2011-02-06

Endgame? The Great Stagnation?

John Mauldin over at The Big Picture put up an excerpt from his forthcoming book, Endgame. The excerpt is excellent, which is par for the course with Mauldin. I do plan on buying and reading his book. The phenomena he describes in his excerpt smack a bit of the Cowenian concept of "The Great Stagnation." (Mauldin calls it "the great immoderation," and wisely avoids capital letters.)

It will be interesting to see where Mauldin takes this concept in his book. Judging by his blog, I'd say he stops at making the point of lower public debt, saner regulations, lower spending. Basically, all the "home run" concepts that (I think) we all agree on. From the looks of it, though, I think Mauldin's book will fail in its endeavor to kick start important conversations simply because it's too smart.

Cowen can rake in good money selling what amounts to an e-pamphlet using simple language and concepts to call for more parental focus on science. These are easy, feel-good answers that don't really go anywhere but give us all a moral "way out" while costing us absolutely nothing. (No wonder leftists love it!) Mauldin, with his comprehensive charts and talk about futures and price volatility doesn't stand a chance.

All this is just one example of a question that has dominated my thoughts tonight: Why do we insist on lying to ourselves? Why do we think ignoring a problem gets us off the hook?

Folks, you simply cannot lie your way out of conflict. You can't lie to others, and you can't lie to yourself. For one thing, there is a lack of courage involved there. It's cowardly to hind behind lies - even to yourself - to brush aside some difficult thoughts.
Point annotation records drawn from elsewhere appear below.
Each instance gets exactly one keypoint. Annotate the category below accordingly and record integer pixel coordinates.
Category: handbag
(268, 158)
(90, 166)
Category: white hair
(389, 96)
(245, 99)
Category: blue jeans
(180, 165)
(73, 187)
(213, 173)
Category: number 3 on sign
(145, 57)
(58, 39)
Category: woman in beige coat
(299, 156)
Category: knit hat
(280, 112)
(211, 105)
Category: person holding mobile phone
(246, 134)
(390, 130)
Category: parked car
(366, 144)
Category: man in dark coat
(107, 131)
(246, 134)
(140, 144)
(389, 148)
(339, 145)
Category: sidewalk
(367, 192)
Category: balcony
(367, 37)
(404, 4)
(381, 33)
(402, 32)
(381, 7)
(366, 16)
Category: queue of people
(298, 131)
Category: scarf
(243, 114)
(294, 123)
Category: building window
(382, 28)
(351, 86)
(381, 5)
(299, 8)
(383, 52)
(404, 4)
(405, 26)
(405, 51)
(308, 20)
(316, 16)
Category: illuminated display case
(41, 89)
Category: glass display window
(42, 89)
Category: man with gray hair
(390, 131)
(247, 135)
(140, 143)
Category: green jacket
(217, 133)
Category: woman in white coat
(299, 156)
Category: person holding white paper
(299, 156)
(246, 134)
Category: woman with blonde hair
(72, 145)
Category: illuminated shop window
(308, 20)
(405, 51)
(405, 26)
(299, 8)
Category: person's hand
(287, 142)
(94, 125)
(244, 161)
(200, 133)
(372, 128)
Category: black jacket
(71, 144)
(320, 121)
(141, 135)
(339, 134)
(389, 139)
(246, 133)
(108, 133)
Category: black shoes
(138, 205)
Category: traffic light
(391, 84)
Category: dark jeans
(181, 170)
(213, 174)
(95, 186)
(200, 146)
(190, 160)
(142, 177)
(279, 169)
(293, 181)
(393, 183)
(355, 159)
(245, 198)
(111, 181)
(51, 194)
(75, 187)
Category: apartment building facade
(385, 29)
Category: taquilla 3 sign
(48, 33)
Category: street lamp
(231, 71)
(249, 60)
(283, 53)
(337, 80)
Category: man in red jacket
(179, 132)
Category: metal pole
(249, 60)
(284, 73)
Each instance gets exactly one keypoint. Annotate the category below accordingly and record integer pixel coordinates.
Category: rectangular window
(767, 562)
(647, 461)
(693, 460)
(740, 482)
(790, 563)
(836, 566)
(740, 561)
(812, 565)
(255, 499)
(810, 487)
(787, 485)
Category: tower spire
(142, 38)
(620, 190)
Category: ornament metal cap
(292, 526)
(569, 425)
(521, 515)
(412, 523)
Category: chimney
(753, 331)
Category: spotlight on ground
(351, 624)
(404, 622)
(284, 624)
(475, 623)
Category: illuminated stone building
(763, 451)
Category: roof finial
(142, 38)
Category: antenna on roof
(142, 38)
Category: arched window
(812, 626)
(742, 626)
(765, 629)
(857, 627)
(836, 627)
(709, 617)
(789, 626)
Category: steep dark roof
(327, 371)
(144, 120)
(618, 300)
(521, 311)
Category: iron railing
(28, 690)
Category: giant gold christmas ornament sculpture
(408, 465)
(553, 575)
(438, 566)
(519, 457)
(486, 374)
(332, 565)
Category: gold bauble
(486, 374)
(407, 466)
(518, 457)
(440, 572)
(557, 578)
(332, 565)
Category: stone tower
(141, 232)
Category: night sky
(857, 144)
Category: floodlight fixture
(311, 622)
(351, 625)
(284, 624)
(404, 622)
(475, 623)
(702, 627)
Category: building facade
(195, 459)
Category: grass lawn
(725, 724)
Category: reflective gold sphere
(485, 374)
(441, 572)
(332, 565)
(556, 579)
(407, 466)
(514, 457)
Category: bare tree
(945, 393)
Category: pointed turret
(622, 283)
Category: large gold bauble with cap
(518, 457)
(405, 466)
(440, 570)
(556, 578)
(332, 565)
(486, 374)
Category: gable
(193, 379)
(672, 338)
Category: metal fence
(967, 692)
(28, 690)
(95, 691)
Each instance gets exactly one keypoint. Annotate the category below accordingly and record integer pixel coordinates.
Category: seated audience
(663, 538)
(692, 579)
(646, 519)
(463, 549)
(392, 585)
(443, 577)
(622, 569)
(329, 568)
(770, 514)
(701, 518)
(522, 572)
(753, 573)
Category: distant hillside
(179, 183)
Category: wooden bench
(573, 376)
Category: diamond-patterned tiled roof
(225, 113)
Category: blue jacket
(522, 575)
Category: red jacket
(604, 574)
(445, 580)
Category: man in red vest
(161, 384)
It would be great if incentivizing little Johnny to become a math whiz could revolutionize the world; but that isn't going to happen. And what's worse is that Tyler Cowen knows it's not going to happen. So why pretend? Because it dulls the pain and gives us an easy way out. Every political success has that in common.

But the real problem here is that we in the USA have it so good that we're losing the drive to further innovate. We have most of our basic needs taken care of. The effort it takes to change the world is too much for most of us; and for the rest, they'd rather change the world with an easy answer than a hard one.

Similarly, if you have a personal conflict, you won't fix it by pretending that either (a) there is no problem, or (b) the problem is everyone else's fault, not your own. You can't lie your way out of it. You have to confront your reality. It's dishonest and cowardly to do otherwise.

I talk a lot about economics and politics on this blog, but all that stuff is really just a vehicle for a more important message that gets lost in the mix. This isn't about left, right, or center. This is about how we choose to live our lives. I'm never going to change the world, but if I stay true to my beliefs, I just my change my world.

It's easy to live an honest, courageous, and ethical life. Join me.